A credit card is a powerful tool. It can offer you convenience and ease. In our world these days, many things just aren’t possible without one – buying online or renting a car, for example. They are a great tool, but they can get you in a lot of trouble if you don’t use them responsibly. They can quickly get out of control and cause you problems. They have high interest rates which can add up and bury you in debt. In the majority of personal bankruptcies, credit cards have played a major role. Here are 7 tips you can use to avoid getting in trouble with your credit cards:
Don’t follow their payment rules. Credit cards companies have minimum payments. If you only pay the minimum payments, you will be paying forever. It would take you 44 years to pay off a $4,500 balance using just the minimum payment each month. The minimum payment allows the interest to build up very quickly, too. That same $4,500 balance on a typical card would build up $17,000 in interest by the time you pay it off. That isn’t good. Pay as much as you can afford everything month. Hopefully, that will mean much more than just the minimum payment.
Be careful of fees. Banks and credit card companies make millions of dollars every year by charging their customers fees for everything they do. Some of the fees are obvious – late payments, getting a new card, ordering another statement for your account. Those fees are obvious and you probably already avoid them whenever you can. More important, though, are the fees that you probably aren’t aware of. Some cards have a fee for balance transfers or even fees for talking to a real customer service agent instead of a computer. There might even be inactivity fees if you don’t use your card for a few months. Look over your agreement to understand what fees are associated with your card and do all that you can to avoid them.

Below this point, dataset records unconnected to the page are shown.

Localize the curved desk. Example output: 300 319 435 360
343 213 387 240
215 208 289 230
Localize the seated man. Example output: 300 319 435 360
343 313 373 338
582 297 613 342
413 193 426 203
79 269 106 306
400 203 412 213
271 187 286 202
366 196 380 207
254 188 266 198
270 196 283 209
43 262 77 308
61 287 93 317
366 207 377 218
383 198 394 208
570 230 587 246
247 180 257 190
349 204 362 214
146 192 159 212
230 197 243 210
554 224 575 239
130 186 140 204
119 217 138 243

Stop when you are in trouble. If you can’t afford to pay your minimum payment and your problems look like they are going to continue into the future, don’t keep using your card. Building up higher balances isn’t going to help anything. It is just going to cause troubles. Stop spending, look at your situation, devise a plan to get out of trouble and stick to it. Once you have everything sorted out and your finances are back under control you can start using your cards again.
Talk to your lenders. If you think your interest rate is too high or your annual fee is too much, talk to your lender. If you have a good history with the company, they will often lower your interest rate on your credit card or lower or waive the annual fee just because you asked. They certainly won’t do it on their own, though, so you have to talk to them. It is a lot cheaper for them to give you a break in order to keep you than it is for them to find a new customer. Take advantage of this and reap the financial benefits.

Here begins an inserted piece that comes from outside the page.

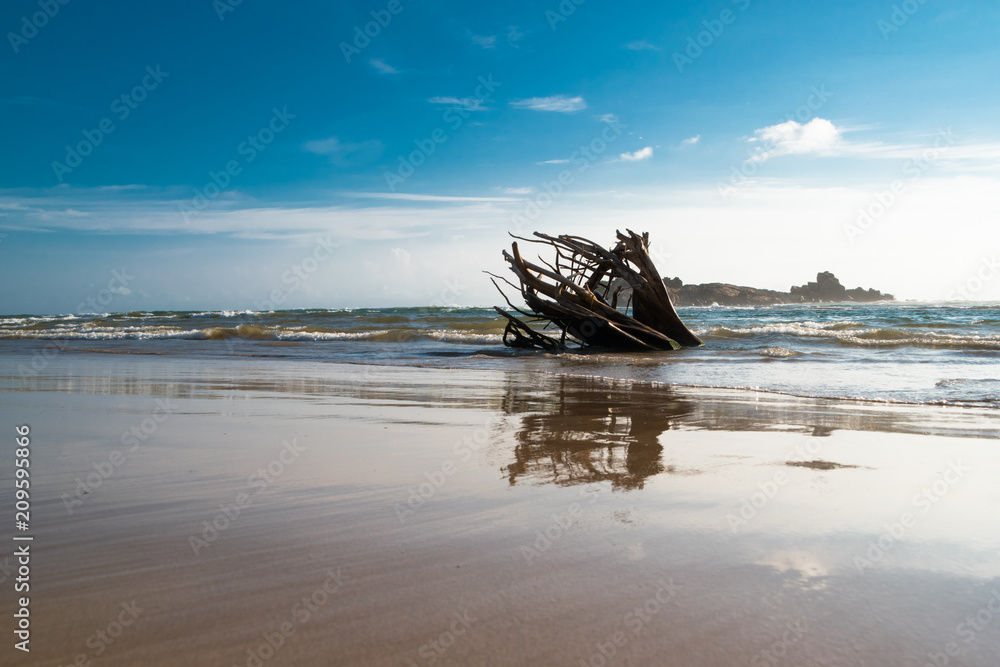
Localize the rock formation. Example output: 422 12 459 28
664 272 893 307
789 271 893 303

Understand your credit report. Your credit report is what lenders use to decide if you can get a loan or credit card and to determine the interest rate you will be paying. You can have access to your credit report and you can improve your own credit score. There are tips on this site on how to do that. Doing work on your credit score can lower your interest rates and save you hundreds of dollars over the course of the year.

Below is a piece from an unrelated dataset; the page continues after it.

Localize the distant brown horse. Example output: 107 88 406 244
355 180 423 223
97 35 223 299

Don’t go overboard. Some people have a whole wallet full of cards. You don’t need them. If you have them you might be tempted to use them and get yourself into financial troubles. Slim down your cards to just a few that you will have in case of emergency or regular use. Keep the debt under control and you will stay in control.
Free stuff is good stuff. As long as the interest rates between different cards are about the same, you might as well use the one that has the best bonus system. Shop around for the rewards plan that will add up the quickest and can be used for things you actually use. If you are going to be spending anyway, you might as well get as much as you can for it.